Design/Methods: In September 2022, the Children’s National Mobile Clinic Program (CNMCP) met with the DC Department of Human Services (DHS) to discuss the health needs of children bused to DC and housed in congregate shelters. Vaccination was prioritized to ensure school readiness. Between September - December 2022, CNMCP arrived weekly at the shelters to administer vaccinations. On-site access to WIC and acute/urgent care visits were available as needed. Children with complex medical needs requiring specialty appointments were triaged to our Immigrant Health Coordinator for enrollment into DC Health Alliance (DCHA), our public health insurance. Pediatric residents, medical students, and attendings volunteered their time. Due to the increased need for urgent care visits, we collaborated with local FQHCs (Federally Qualified Health Centers) through the DC AAP Section on Immigrant Health. The team created a resource guide for DHS to bring families to care as needed. Catholic Charities provided transportation and case management. The larger team continues to have bi-weekly meetings to discuss progress and network development.

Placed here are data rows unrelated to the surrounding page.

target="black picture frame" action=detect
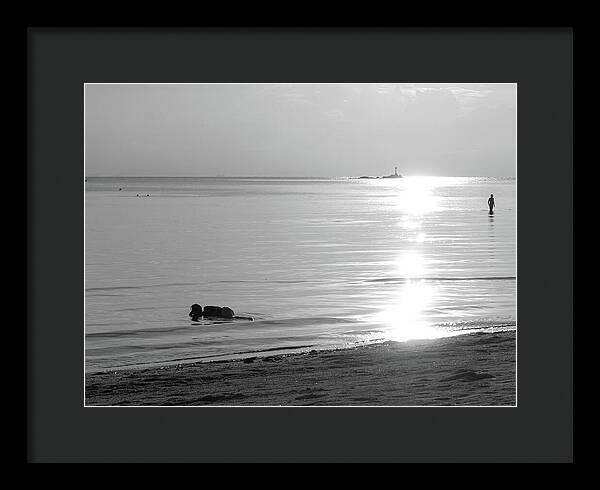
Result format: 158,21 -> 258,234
27,27 -> 573,462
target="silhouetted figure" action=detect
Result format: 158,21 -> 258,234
190,303 -> 202,322
488,194 -> 496,214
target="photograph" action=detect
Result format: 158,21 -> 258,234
83,80 -> 518,408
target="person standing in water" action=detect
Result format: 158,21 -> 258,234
488,194 -> 496,214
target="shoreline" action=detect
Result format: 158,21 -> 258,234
85,331 -> 516,407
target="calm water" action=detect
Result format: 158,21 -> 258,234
85,177 -> 516,371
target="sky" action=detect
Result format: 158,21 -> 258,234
85,83 -> 517,177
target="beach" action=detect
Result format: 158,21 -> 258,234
85,331 -> 516,406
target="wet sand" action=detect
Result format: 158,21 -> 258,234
86,332 -> 516,406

Results: CNMCP administered 791 vaccines to 173 children. WIC enrolled 34 participants. Fifty-four families applied for DCHA. Thirty-five limited urgent care visits were held, primarily for viral infections. The most common prescription sent was amoxicillin for acute otitis media. Twenty learners were involved. Local FQHCs expanded services to adults with their mobile medical and dental units.
Conclusion(s):
A rapid intervention consisting of a mobile clinic, city government, a faith-based organization, and FQHCs is feasible. Vaccines were prioritized, as school enrollment plays a key role in mental health, development, and connection to community resources. Limiting scope allowed for a faster and wider-reaching response. The local AAP network fostered the expansion of services as additional needs were identified. Key to this collaboration was setting clear expectations for each partner, meeting regularly to ensure adequate communication, and adaptability. Limitations included staffing, mobile unit availability, privacy/legal policies, and delays in DCHA application approvals. The next step will be integrating newly arrived children into medical homes, which will require continued partnerships across sectors in the District.